Estimated monthly infrastructure cost: ~$0.50 USD (excluding VAT, based on AWS Pricing Calculator and current usage)

  • Route 53 → ~$0.50 USD fixed monthly cost (hosted zone)
  • CloudFront → within free tier at current usage (~1 GB/month), scales with traffic
  • S3 → negligible storage and request costs (<50 MB)

Additional cost:

  • Domain registration → ~£15/year (excluding VAT, purchased via Route 53)

Domain Redirect Architecture

As the site developed, I consolidated the Cliffable domains into the dedicated AWS account and configured secondary domains to redirect permanently to the primary domain.

The primary site remains cliffable.com, while cliffable.net, www.cliffable.net, cliffable.co.uk and www.cliffable.co.uk now redirect to it using HTTPS.

Because S3 website redirects only support HTTP, I used CloudFront and ACM certificates in front of S3 redirect buckets to provide secure HTTPS redirects for both apex and www domains.

Outcome

The result is a production-ready static website hosted on AWS with secure HTTPS delivery, global content distribution and an automated deployment model. The project also established a GitHub-based backup workflow and a stronger SEO foundation for future growth.

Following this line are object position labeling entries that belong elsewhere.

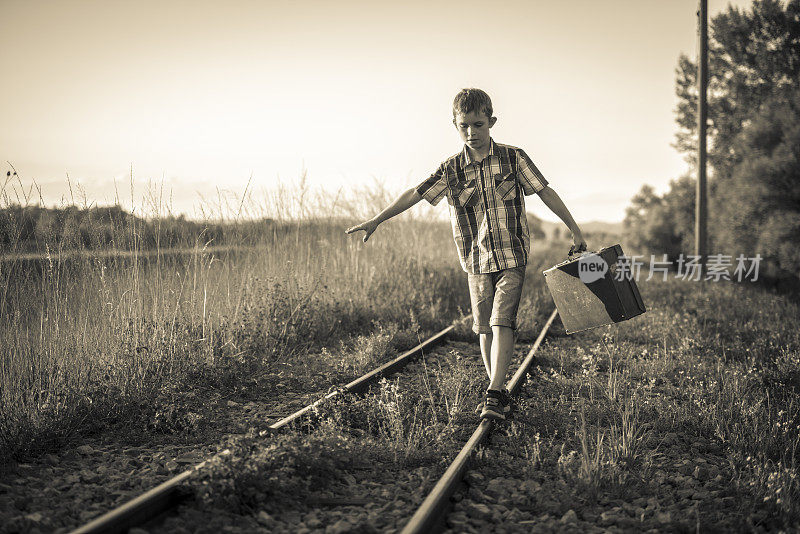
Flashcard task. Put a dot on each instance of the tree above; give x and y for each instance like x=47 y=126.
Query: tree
x=760 y=209
x=751 y=55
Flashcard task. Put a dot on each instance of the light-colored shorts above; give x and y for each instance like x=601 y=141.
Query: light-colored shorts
x=495 y=298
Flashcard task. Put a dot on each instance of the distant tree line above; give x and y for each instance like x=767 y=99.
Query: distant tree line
x=36 y=228
x=754 y=145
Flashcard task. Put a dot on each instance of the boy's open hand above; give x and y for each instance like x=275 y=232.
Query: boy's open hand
x=368 y=227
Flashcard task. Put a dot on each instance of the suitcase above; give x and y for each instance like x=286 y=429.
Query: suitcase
x=587 y=293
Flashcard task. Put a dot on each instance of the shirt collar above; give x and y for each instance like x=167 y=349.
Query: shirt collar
x=467 y=160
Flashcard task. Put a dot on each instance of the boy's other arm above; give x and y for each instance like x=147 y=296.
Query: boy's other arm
x=556 y=205
x=401 y=204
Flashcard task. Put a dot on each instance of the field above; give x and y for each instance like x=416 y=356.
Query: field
x=136 y=345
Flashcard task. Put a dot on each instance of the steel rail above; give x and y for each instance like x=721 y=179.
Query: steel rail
x=167 y=495
x=429 y=517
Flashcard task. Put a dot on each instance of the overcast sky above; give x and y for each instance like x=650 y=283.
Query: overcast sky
x=203 y=94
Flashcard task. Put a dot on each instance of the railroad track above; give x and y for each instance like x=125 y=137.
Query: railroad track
x=429 y=517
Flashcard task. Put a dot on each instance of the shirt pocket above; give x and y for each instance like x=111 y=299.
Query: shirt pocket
x=505 y=185
x=464 y=194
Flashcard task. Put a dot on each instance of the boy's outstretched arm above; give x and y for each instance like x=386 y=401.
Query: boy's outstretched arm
x=556 y=205
x=401 y=204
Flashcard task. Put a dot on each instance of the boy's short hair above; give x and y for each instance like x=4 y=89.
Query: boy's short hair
x=472 y=100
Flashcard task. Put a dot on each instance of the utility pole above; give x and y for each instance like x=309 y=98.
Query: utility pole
x=701 y=209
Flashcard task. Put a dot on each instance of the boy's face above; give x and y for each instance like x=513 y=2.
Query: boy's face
x=473 y=127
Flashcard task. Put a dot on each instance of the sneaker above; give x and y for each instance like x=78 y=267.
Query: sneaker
x=496 y=405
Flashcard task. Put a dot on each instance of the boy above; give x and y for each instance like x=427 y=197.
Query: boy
x=484 y=185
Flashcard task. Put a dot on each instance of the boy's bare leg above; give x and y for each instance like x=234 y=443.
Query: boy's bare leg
x=502 y=349
x=486 y=352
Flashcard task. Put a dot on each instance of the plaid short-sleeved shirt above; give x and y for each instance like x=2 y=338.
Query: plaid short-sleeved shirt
x=487 y=206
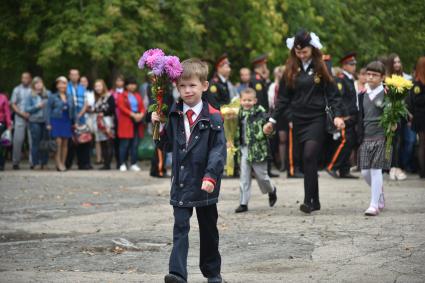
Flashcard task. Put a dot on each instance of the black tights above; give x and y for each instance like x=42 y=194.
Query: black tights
x=311 y=149
x=421 y=154
x=107 y=152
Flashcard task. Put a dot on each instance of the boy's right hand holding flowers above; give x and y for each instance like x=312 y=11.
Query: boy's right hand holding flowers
x=155 y=117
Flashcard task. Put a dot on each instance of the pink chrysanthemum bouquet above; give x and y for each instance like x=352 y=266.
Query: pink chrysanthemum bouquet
x=164 y=69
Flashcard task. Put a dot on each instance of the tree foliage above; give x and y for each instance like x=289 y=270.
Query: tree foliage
x=106 y=37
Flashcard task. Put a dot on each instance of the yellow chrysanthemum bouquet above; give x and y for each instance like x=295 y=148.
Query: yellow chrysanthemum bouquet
x=394 y=107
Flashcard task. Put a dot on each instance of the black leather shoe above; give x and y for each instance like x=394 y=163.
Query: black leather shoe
x=272 y=174
x=216 y=279
x=316 y=206
x=348 y=176
x=332 y=173
x=272 y=198
x=297 y=175
x=306 y=208
x=172 y=278
x=241 y=208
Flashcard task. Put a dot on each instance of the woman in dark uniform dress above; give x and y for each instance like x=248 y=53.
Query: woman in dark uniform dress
x=302 y=101
x=416 y=106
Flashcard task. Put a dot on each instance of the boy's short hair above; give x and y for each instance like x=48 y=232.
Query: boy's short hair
x=194 y=67
x=248 y=90
x=376 y=66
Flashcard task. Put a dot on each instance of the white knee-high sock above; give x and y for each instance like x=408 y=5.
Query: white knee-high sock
x=376 y=188
x=366 y=176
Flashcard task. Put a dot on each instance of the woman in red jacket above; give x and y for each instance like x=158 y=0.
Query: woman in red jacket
x=130 y=124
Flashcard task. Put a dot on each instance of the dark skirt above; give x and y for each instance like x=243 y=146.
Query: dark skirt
x=61 y=127
x=282 y=124
x=311 y=129
x=418 y=123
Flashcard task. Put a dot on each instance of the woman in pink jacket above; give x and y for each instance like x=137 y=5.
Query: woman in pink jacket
x=5 y=124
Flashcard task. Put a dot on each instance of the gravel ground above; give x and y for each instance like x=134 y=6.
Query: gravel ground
x=73 y=227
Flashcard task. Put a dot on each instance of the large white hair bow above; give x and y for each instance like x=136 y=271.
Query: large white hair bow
x=315 y=41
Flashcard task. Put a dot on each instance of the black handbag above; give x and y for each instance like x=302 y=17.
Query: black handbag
x=47 y=144
x=330 y=126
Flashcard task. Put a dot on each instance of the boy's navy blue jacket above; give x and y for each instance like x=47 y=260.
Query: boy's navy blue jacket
x=202 y=158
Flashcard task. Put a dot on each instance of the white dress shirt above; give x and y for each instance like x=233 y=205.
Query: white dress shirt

  • Created a simple, fast and low-maintenance hosting platform
  • Gained hands-on experience connecting core AWS networking, delivery and DNS services
  • Implemented automated deployment from GitHub to AWS using GitHub Actions
  • Implemented OIDC-based authentication instead of long-lived AWS access keys
  • Built a site structure designed for search engine indexing and discoverability
  • Implemented secure HTTPS redirects for secondary domains using Route 53, CloudFront, ACM and S3 redirect buckets

Next Steps

Continue expanding the site with new projects and Engineering Notes, while refining the content, architecture diagrams and publishing workflow.

Future improvements may include automating updates to the homepage and Engineering Notes index page, reducing the manual steps required when publishing new content.